OpenMP

Cheat sheet: http://openmp.org/mp-documents/OpenMP3.1-CCard.pdf

To compile:

gcc -fopenmp -o code code.c

OpenMP is for SPMD model of parallel processing. The way to specify parallelism is #pragma omp but it also provides several C functions to specialize each thread

// Return the thread id, start from 0 for the master thread to N-1
int omp_get_thread_num();

// Return the total number of threads in the current team
int omp_get_num_threads()

The part of code that multiple threads shall spawn is done by

#pragma omp parallel num_threads(N)
{ /* block */ }

If there is nothing inside the block, N threads would be spawned, each to run the block for once. The threads are joined again at the end of the code block. If no num_threads provided, it is determined automatically. The variables can be defined as private (thread has its own copy) or shared (all thread share the same memory spot) by constructs

#pragma omp parallel shared(x,y) private(i,j,k)

There are several ways to specify parallelism. One is to break a for-loop into multiple threads. This is useful if each loop is data-independent. Syntax is

#pragma omp for
for (i=lowerbound; i op upperbound; inc_expr)
{ /* block */ }

The for-loop must with an integer loop counter i, and the lowerbound/upperbound must be an explicit integer. The increment expression inc_expr can be any of the following: ++i, i++, --i, i--, i += n, i -= n, i = i+n, i=n+i, i = i-n. If in any for-loop, a portion of the code must not be executed by more than one thread (e.g. initialization), then we can surround it by a single construct:

#pragma omp single
{ /* block */ }

But for non-loop type parallelism, we need to use sections:

#pragma omp sections
{
  #pragma omp section
  { /* block */ }
  #pragma omp section
  { /* block */ }
}

The sections construct contains a set of structured blocks each identified by a section construct. Each section would be executed in one thread in parallel.

Note that, if a parallel section contains only one for construct or one sections construct, it may be done in a shortcut:

#pragma omp paralel for
for (;;) { /* block */ }

#pragma omp parallel sections
{
  #pragma omp section
  { /* block */ }
  #pragma omp section
  { /* block */ }
}

Critical sections

A critical section can be done by

#pragma omp critical (critical_section_name)
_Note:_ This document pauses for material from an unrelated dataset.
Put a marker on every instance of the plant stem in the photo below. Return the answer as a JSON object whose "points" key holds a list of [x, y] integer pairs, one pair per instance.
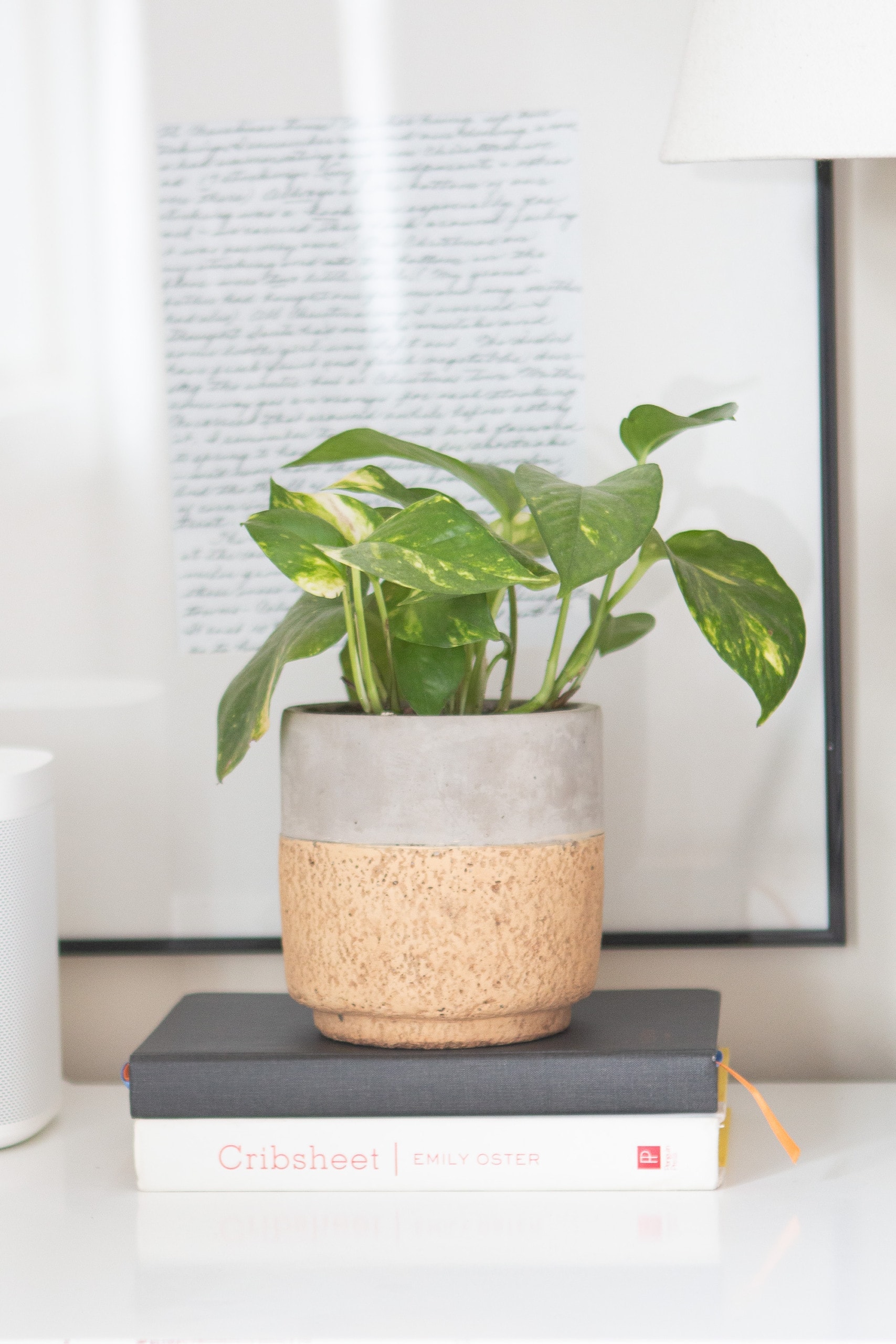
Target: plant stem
{"points": [[551, 671], [637, 574], [395, 705], [352, 652], [462, 691], [476, 678], [582, 655], [370, 680], [507, 686]]}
But if the critical section is only to ensure atomic read/write of a variable, it can be done instead by

#pragma omp atomic [read|write|update|capture]
x = expr;

#pragma omp atomic capture
{ /* copy and update */ }

For atomic read, it must be in the form of

v = x;

For atomic write, it must be in the form of

x = expr;

For atomic update, it can be any of the following form:

x++; ++x;
x--; --x;
x op= expr;
x = x op expr;

For atomic capture, it can be any of the following form:

v = x++;
v = x--;
v = ++x;
v = --x;
v = (x op= expr);
{ v = x; x op= expr; }
{ x op= expr; v = x; }
{ v = x; x = x op expr; };
{ x = x op expr; v = x; };
{ v = x; x++; }
{ v = x; ++x; }
{ v = x; x--; }
{ v = x; --x; }
{ x++; v = x; }
{ ++x; v = x; }
{ x--; v = x; }
{ --x; v = x; }

Other tricks

Sometimes, different thread may have inconsistent view due to cache. To flush the cache at certain point,

#pragma omp flush

If a variable in the parallel is manipulated but eventually reduced to a single value on the completion of all threads, it is more efficient to do

#pragma omp parallel reduction(op: var1, var2)

where the list of variables are supposed to be reduced by the operator op (which can be +, *, &, |, ^, &&, ||, max, or min). Then the variable would be make independent copies with operator-neutral values initialized to each thread, and upon their completion, the variables would be combined using the specified operation.